Artinya: "Dan janganlah kamu dekati harta anak yatim, kecuali dengan cara yang lebih bermanfaat, hingga sampai ia dewasa. Dan sempurnakanlah takaran dan timbangan dengan adil. Kami tidak memikulkan beban kepada sesorang melainkan sekedar kesanggupannya. Dan apabila kamu berkata, maka hendaklah kamu berlaku adil, kendatipun ia adalah kerabat(mu), dan penuhilah janji Allah. Yang demikian itu diperintahkan Allah kepadamu agar kamu ingat," (QS. Al-An'am [6]: 152).
Dalam Tafsir Al-Misbah (2001), Quraisy Shihab menjelaskan bahwa ayat 152 surah Al-An'am menjelaskan tentang larangan mencurangi harta kaum lemah, terkhusus anak yatim karena mereka tidak bisa melindungi diri dari penganiyaan tersebut.

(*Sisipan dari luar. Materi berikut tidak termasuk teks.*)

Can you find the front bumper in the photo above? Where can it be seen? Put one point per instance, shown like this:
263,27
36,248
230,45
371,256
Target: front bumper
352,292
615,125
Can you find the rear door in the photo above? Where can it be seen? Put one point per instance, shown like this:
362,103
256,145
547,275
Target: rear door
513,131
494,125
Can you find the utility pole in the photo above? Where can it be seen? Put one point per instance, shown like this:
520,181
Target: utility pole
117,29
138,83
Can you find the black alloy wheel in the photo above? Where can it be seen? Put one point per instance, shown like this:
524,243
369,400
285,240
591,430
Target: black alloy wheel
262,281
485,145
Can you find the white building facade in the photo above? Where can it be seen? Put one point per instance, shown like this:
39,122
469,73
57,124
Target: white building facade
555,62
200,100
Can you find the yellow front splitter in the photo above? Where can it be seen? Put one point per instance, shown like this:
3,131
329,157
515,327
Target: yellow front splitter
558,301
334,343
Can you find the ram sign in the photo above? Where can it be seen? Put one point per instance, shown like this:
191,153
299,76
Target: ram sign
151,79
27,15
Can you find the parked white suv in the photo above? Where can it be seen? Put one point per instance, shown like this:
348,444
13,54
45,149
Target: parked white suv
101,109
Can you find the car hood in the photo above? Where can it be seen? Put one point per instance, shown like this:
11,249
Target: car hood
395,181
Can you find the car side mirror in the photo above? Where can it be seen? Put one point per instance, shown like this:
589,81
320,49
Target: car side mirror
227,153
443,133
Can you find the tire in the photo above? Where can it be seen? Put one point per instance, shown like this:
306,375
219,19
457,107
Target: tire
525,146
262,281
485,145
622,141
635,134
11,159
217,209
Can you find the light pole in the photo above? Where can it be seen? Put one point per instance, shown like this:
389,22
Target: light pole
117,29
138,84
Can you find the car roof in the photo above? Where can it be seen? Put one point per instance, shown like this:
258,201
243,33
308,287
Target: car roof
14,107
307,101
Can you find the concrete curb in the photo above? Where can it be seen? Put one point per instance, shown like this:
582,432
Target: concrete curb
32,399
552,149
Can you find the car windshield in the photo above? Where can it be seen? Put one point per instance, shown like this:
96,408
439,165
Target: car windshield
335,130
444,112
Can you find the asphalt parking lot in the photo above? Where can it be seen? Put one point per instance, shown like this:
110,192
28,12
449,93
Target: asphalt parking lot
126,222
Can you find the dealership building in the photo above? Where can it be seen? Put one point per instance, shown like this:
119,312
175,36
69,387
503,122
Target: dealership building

Ayat di atas tidak hanya melarang untuk memakan atau menggunakan harta mereka, tetapi imbauan untuk tidak mendekati. Jangan sampai coba-coba untuk mencurangi mereka.
Harta anak yatim seyogyanya diperlakukan dengan adil: "Dan janganlah kamu dekati apalagi menggunakan secara tidak sah harta anakyatim, kecuali dengan cara yang terbaik."
Pengasuh anak yatim wajib berlaku amanah, menjamin pemeliharaan harta tersebut, serta mengembalikannya ketika mereka sudah tumbuh dewasa.
Secara umum, surah An-An'am ayat 152 memiliki empat pesan sebagai berikut:
Pertama, jangan curangi anak yatim yang lemah dan tak bisa membela diri.
Kedua, ketika mereka dewasa, serahkan harta mereka dengan adil. Jika pengasuh menjaga atau mengurus harta itu, hendaknya dibagi dengan adil dan seimbang.
Ketiga, ketika membagi harta itu, jangan egois dan jangan berbohong: "Dan apabila kamu berkata, maka hendaklah kamu berlaku adil, kendatipun ia [anak yatim tersebut] adalah kerabat[mu]."
Keempat, ini adalah perintah Allah dan penuhi perintah tersebut karena kewajiban pengasuh adalah menyantuni anak yatim yang diasuhnya itu, bukan menganiyanya.
Menurut Quraisy Shihab, surah Al-An'am ayat 152 mengandung tuntunan tentang pergaulan antarsesama berkaitan dengan penyerahan hak-hak kaum lemah, terkhusus mengenai harta anak yatim.